Technologies in Control: The Architectural Design, Physical Fixtures and Security Arrangements of Supermax Prisons

2017 
Prison design reflects penal ideologies, managerial tactics, political discourses, economic considerations, and cultural and social sensitivities, sentiments and insecurities. These discourses ‘enter into construction and… in consequence buildings or planned environments become statements’. The design, in turn, affects discourses and shapes practices: the ‘hardware’ of a prison building, including building materials, colour schemes and surveillance mechanisms, has great impact on the way in which the prison is managed, on the daily experiences of prisoners and prison staff, and on the relationship and interactions between them. In the case of supermax prisons, which are designed to isolate prisoners, the design itself dictates the reality of life to a particularly large extent.
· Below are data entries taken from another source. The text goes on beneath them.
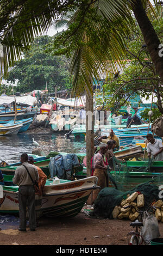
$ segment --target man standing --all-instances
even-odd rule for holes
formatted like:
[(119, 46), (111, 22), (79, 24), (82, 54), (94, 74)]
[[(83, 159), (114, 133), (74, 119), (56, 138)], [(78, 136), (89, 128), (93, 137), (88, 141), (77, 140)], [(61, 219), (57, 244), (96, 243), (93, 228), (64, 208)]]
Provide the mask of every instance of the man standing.
[(134, 118), (135, 117), (131, 117), (132, 114), (129, 114), (128, 118), (127, 118), (127, 124), (126, 124), (126, 127), (127, 128), (129, 128), (131, 127), (132, 123), (134, 123)]
[(119, 138), (115, 134), (113, 130), (109, 130), (109, 132), (110, 132), (110, 134), (107, 138), (106, 138), (106, 136), (101, 136), (98, 139), (97, 139), (97, 140), (101, 141), (103, 143), (107, 143), (108, 141), (110, 141), (110, 139), (113, 139), (116, 142), (116, 145), (114, 151), (118, 150), (120, 147)]
[(163, 161), (163, 145), (161, 141), (156, 139), (151, 133), (146, 136), (149, 143), (147, 145), (147, 153), (148, 157), (151, 155), (154, 161)]
[[(23, 154), (21, 156), (22, 165), (18, 166), (15, 172), (12, 179), (14, 184), (17, 184), (18, 188), (18, 202), (20, 216), (20, 231), (26, 231), (26, 206), (29, 210), (29, 223), (31, 231), (35, 231), (36, 227), (35, 211), (35, 189), (27, 170), (34, 181), (39, 180), (39, 174), (35, 166), (28, 162), (27, 154)], [(26, 166), (26, 167), (24, 167)]]
[[(35, 161), (34, 161), (33, 156), (28, 156), (29, 163), (34, 165), (34, 162)], [(35, 193), (35, 213), (36, 220), (37, 220), (41, 216), (41, 206), (42, 198), (42, 192), (47, 177), (40, 167), (38, 166), (36, 166), (36, 167), (39, 175), (39, 180), (38, 181), (39, 190)], [(39, 224), (37, 221), (37, 226)]]
[(0, 185), (4, 185), (4, 178), (3, 178), (3, 174), (1, 170), (0, 170)]
[[(97, 185), (101, 187), (101, 189), (102, 189), (108, 186), (107, 166), (104, 161), (104, 156), (108, 149), (108, 145), (103, 143), (99, 147), (99, 151), (98, 153), (95, 154), (93, 157), (93, 168), (95, 169), (93, 175), (98, 178)], [(96, 199), (101, 189), (97, 188), (93, 191), (93, 202)]]

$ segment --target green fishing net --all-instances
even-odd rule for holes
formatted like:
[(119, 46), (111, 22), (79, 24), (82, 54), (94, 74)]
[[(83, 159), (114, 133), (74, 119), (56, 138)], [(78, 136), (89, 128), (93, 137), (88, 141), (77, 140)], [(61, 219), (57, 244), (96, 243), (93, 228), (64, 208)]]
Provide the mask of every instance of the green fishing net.
[[(113, 218), (112, 211), (115, 206), (118, 205), (123, 199), (126, 199), (128, 194), (131, 194), (135, 191), (139, 191), (145, 197), (145, 206), (141, 208), (145, 210), (153, 202), (159, 200), (159, 193), (160, 191), (155, 185), (149, 182), (139, 185), (131, 190), (123, 192), (113, 187), (105, 187), (101, 191), (95, 203), (93, 214), (97, 217)], [(136, 202), (137, 199), (134, 202)]]

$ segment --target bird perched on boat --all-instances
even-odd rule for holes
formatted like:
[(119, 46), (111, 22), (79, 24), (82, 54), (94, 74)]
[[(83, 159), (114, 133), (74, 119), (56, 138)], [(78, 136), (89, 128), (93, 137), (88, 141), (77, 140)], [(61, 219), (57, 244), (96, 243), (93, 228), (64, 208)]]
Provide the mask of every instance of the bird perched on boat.
[(36, 141), (34, 141), (34, 139), (33, 138), (32, 140), (33, 140), (33, 143), (34, 143), (35, 145), (37, 145), (37, 146), (39, 146), (39, 145), (38, 142), (37, 142)]

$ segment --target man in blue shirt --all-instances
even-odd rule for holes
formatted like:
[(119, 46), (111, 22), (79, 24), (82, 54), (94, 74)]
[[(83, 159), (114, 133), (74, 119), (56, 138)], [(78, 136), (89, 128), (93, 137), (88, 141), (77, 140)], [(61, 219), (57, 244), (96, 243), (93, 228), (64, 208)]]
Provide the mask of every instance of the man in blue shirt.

This chapter examines the ‘hardware’ of supermax prisons, using Pelican Bay Security Housing Unit (SHU) in California and Special Management Unit II (SMU) in Arizona to illustrate design features, considerations and discourses. I enquire whether any one of the discourses identified above (managerial, economic, social, cultural) dominated the design process and considerations, and, if so, how it affected the architectural outcome. It illustrates how the interdependencies between social life and territory, the ‘socio-spatial dialectic’, are manifested in supermax prisons by reconstructing a dual narrative: the silent yet powerful narrative presented by the building itself, and the verbal professional narratives accompanying it.